Previous studies have shown that using standard practices, such as MRI imaging – assessing the size, location – and number of brain metastases— as well as the primary cancer type and overall condition of the patient, oncologists are able to predict treatment failure (defined as continued growth of the tumor) about 65 percent of the time. The researchers created and tested several AI models and their best one had an 83 percent accuracy.

What is Brain Metastasis

Brain metastasis is a type of cancerous tumor that develops when primary cancers in the lungs, breasts, colon or other parts of the body are spread to the brain via the bloodstream or lymphatic system. While there are various treatment options, stereotactic radiotherapy is one of the more common, with treatment consisting of concentrated doses of radiation targeted at the area with the tumor.


“Not all of the tumors respond to radiation — up to 30 percent of these patients have continued growth of their tumor, even after treatment,” Sadeghi-Naini says. “This is often not discovered until months after treatment via follow-up MRI.”
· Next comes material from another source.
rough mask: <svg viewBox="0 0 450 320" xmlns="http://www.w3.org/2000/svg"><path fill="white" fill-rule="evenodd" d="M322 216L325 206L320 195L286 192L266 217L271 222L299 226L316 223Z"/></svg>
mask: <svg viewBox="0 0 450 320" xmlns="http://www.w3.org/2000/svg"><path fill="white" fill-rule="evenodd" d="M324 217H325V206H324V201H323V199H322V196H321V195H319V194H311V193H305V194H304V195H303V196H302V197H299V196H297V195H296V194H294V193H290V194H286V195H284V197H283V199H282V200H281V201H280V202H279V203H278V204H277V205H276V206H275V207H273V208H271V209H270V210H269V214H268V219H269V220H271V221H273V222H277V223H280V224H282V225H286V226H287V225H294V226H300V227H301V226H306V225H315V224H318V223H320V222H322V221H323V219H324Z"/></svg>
This delay is time patients with brain metastases cannot afford, as it is a particularly debilitating condition with most people succumbing to the disease between three months to five years after diagnosis. “It’s very important to predict therapy response even before that therapy begins,” Sadeghi-Naini continues.

Brain Metastasis Detection using Artificial Intelligence
Using a machine-learning technique known as deep learning, the researchers created artificial neural networks trained on a large pool of data, then taught the AI to pay more attention to specific areas.

“When you look at an MRI, you see areas within or surrounding the tumor where the intensity and pattern is different, so you attend to those parts with your vision system more,” explains Sadeghi-Naini. “But an AI algorithm is blind to this. The attention mechanism we incorporated into the algorithm helps these AI tools to learn which part of these images are more important and put more weight on that for analysis and prediction.”

The study, now available online, has been published in the IEEE Journal of Translational Engineering in Health and Medicine. Partially funded by the Terry Fox Research Institute (TFRI), the modelling work was done at Sadeghi-Naini’s lab at York’s Keele Campus with York Ph.D. student Ali Jalalifar, first author on the study. When it came to data acquisition and interpretation the results from more than 120 patients, the team was able to leverage York’s long-standing collaborative relationship with Sunnybrook Health Sciences Centre in Toronto. Other funders of the study included the Natural Sciences and Engineering Research Council of Canada (NSERC) and the Hatch Memorial Foundation.

Sadeghi-Naini says that while more research needs to be done, the findings point to AI being a potentially significant tool in precision management of brain metastasis and even other types of cancer down the line.

The next step to adopting this as a clinical practice would be looking at a larger cohort with a multi-institutional data set, from there a clinical trial could be developed. “If standard treatments can be tailored for patients based on their response to treatments – that can be predicted before treatment even starts – there’s a good chance that the overall survival of the patients can be improved,” he concludes.